Moving away from the door to Ana’s flat, Teresina Sauret had begun her descent, slackening her pace to be able to catch part of the phone conversation. Her feet drew closer with exasperating slowness.
‘Well, now you don’t know her, you knew her.’
‘What does that mean?’
‘She’s dead.’
‘And you need the obituary for tomorrow…’ she started to say.
The lines of text were already writing themselves in her head: ‘Illustrious Mariona Sobrerroca i Salvat is no longer with us. Garmendia’s widow, generous benefactor of…’ Sanvisens’s next remark snatched the mental typewriter right out of her head.

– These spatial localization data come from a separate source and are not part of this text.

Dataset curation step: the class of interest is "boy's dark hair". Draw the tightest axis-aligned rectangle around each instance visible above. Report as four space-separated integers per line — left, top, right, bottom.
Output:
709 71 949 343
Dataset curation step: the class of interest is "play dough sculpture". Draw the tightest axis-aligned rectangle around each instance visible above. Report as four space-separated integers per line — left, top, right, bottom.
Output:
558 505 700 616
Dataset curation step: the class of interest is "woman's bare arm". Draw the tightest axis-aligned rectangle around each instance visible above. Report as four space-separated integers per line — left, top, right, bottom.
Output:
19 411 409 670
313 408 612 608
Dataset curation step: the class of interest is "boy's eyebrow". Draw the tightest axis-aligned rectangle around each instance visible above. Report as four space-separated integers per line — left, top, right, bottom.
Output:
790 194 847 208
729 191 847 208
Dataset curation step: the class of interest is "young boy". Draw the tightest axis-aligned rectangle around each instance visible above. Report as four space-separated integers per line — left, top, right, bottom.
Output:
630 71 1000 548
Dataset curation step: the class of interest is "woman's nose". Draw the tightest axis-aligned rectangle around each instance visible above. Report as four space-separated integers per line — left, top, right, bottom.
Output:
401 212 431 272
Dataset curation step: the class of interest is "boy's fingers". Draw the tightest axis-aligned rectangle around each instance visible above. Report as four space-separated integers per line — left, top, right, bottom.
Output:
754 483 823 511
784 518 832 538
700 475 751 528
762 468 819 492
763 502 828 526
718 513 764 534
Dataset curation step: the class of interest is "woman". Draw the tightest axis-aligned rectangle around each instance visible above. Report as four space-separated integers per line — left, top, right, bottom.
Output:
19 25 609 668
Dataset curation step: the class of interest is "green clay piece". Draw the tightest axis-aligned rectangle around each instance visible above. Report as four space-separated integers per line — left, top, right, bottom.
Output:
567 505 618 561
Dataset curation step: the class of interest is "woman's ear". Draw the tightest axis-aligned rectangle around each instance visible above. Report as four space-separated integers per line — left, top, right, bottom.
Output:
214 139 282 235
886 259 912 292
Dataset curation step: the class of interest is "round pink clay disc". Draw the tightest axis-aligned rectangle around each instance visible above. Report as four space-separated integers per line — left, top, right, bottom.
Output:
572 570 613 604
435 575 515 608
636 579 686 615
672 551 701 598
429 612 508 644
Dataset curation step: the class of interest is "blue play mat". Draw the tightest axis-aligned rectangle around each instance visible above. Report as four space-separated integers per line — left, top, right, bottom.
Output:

‘Aneta, dear, are you daft, or has watching too much opera made you feeble-minded? You think I would call you for an obituary?’
She had been ghostwriting for the newspaper long enough to know when she should leave Sanvisens’s questions unanswered. She took advantage of the silence to nod goodbye to the doorkeeper, who had finally reached the last stair. Teresina
Sauret went into her flat. The sound of her slippers against the floor stopped, as was to be expected, just behind the door.
‘She’s been murdered.’
She must have startled the doorkeeper with the exclamation that slipped out when she heard those words, because there was a bang against the door. I hope she hit her head good and hard, thought Ana.
‘I’d like you to follow up on the matter. Will you do it?’
She had a lot of questions. Why me? Why isn’t Carlos Belda doing it? What are the police saying? What do you want me to do? Why me? She had so many questions that she simply said, ‘Yes.’
Mateo Sanvisens asked her to come into the office immediately.
She hung up, then raced up to her flat with long strides, put on some shoes, grabbed her bag and headed down the stairs. Teresina Sauret was closing the little door to the telephone.
‘Such manners! What’s the rush?’ Ana heard as she went running out onto the street and headed towards the Ronda.
She passed, without a glance, the graffiti of José Antonio’s face over block letters that read ‘HERE WITH US!’ Stencilling the founder of the fascist Falange party – the martyr, as many called him – was considered less an act of vandalism than one of patriotism. Which was why no one had dared to complain about it. They were too afraid of drawing attention to themselves. Since there were no trams heading towards the Plaza de la Universidad, she chose to walk rather than wait. She walked so briskly to Pelayo Street that soon her legs didn’t feel the cold. At the newspaper office she waited for Sanvisens to answer her questions. Maybe he’d even tell her why he’d called her instead of Carlos Belda, who always handled the crime news.
‘Carlos is off sick. He’ll be out for at least a week, if not two,’ Sanvisens said after greeting her and looking at his watch, as if he had timed her progress since the call.
Out of courtesy, she asked, ‘What does he have?’
‘The clap. They treated it with penicillin and he had a reaction.’
‘Maybe the penicillin was bad.’
It wouldn’t have been surprising. There had been more than one case of adulterated medication that had left a trail of the dead and chronically ill. Adulterating penicillin was a crime punishable by death. So was tampering with bread or milk. But it was still done.